Allí la joven princesa, que ya nunca jamás debía volver a ser de la realeza, vivía como quería aunque no tanto como debiera. Ni comía, ni dormía como un ser humano precisa, aunque llegados a este punto, cabía la posibilidad de que aquella niña no fuera tan humana como se creía. Sin embargo, por muy segura que fuera aquella enorme granja que se ocultaba en el bosque, nunca dejan de existir peligros para el que por si mismo los busca. Por ello y para protección de la “ya nunca más princesa”, había llegado a la granja el mismo día que la niña un jovencito escuchimizado y huidizo al que uno de los mozos llevó montado en burro desde un orfanato lejano. El niño había sido escogido de entre todos por ser el más retraído, ya que en su tarea como protector de aquella niña era recomendable que no albergase esperanzas de entablar amistad alguna ni dar con una compañera de juegos por el bien de ambos dada la trágica historia de la “ya nunca más princesa”.

Era un lugar hermoso aquel, lleno de asombrosas bestias y plantas de naturaleza fantástica. Cualquier rincón era lo suficientemente acogedor como para quedarse en él durante días, ¡pero había tanto que ver y descubrir!, de ningún modo podía permitirse ella permanecer quieta en ningún sitio, pues constantemente todo mutaba o desaparecía. Además estaba ese endiablado persecutor de ojos grandes como los de un búho bajo el pelo negro y largo como patas de araña. Por más que corría y se escondía, él siempre estaba por allí merodeando y sin pestañear, ya que no podía tras haberse arrancado el mismo los parpados para así vigilar mejor a sus víctimas.

El jovencito, llamado Jeaume, no era el único de entre todos los que en aquella granja servían destinado a velar por el bien de la niña. De las jóvenes que se encargaban del cuidado de la casa la más joven y también la menos necesaria en las tareas del hogar, Lena, tenía encargada la difícil tarea de asegurar que la niña recién llegada no muriese de inanición, ya que esta no respetaba los horarios en los que se servían las comidas y rara vez se la veía por la casa. Ni siquiera dormía en el cuarto que se le había reservado y unas veces se la podía encontrar durmiendo en el granero, otras abrazada a los perros de la casa, e incluso llegaron a tener que sacarla del balde de la colada, con colada incluida, en más de una ocasión en las pocas semanas que llevaba allí. Por ello Lena no tuvo más remedio que investigar los pasos de la joven y aprenderse sus hábitos y costumbres a fin de hacerle llegar sustento para mantenerla con vida.

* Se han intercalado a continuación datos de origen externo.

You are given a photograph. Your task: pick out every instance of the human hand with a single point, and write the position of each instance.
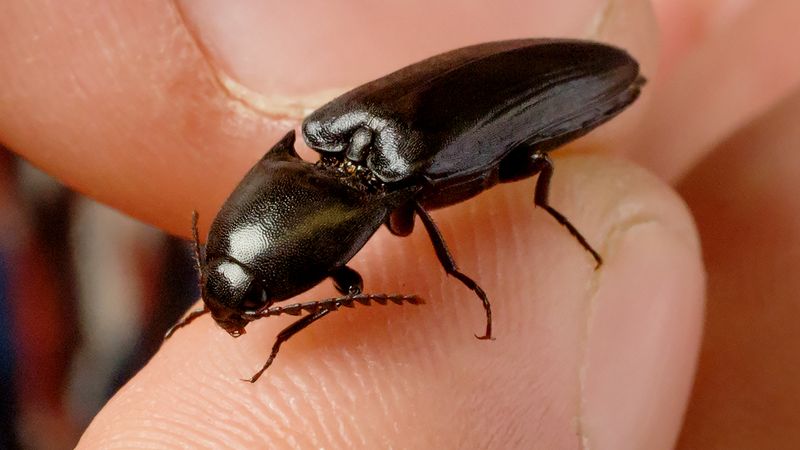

De entre los seres más fascinantes de aquella casa del bosque, fueron las hadas las que antes manifestaron su existencia. Ella sabía muy bien que estaban allí. Eran las hadas las que como fieles aliadas le suministraban los más ricos manjares en los momentos de necesidad. Sólo tenía que cerrar los ojos y pedir la comida mentalmente, entonces abría los ojos y corría a algunos de los sitios más seguros del lugar, donde las transacciones no corrían riesgo alguno y ¡allí estaba el trozo de queso, la tarta de galletas o las uvas más apetitosas del mundo! Pero las hadas eran a veces crueles también y dejaban duros trozos de pan y limones que de nada servían, salvo como munición contra el enemigo.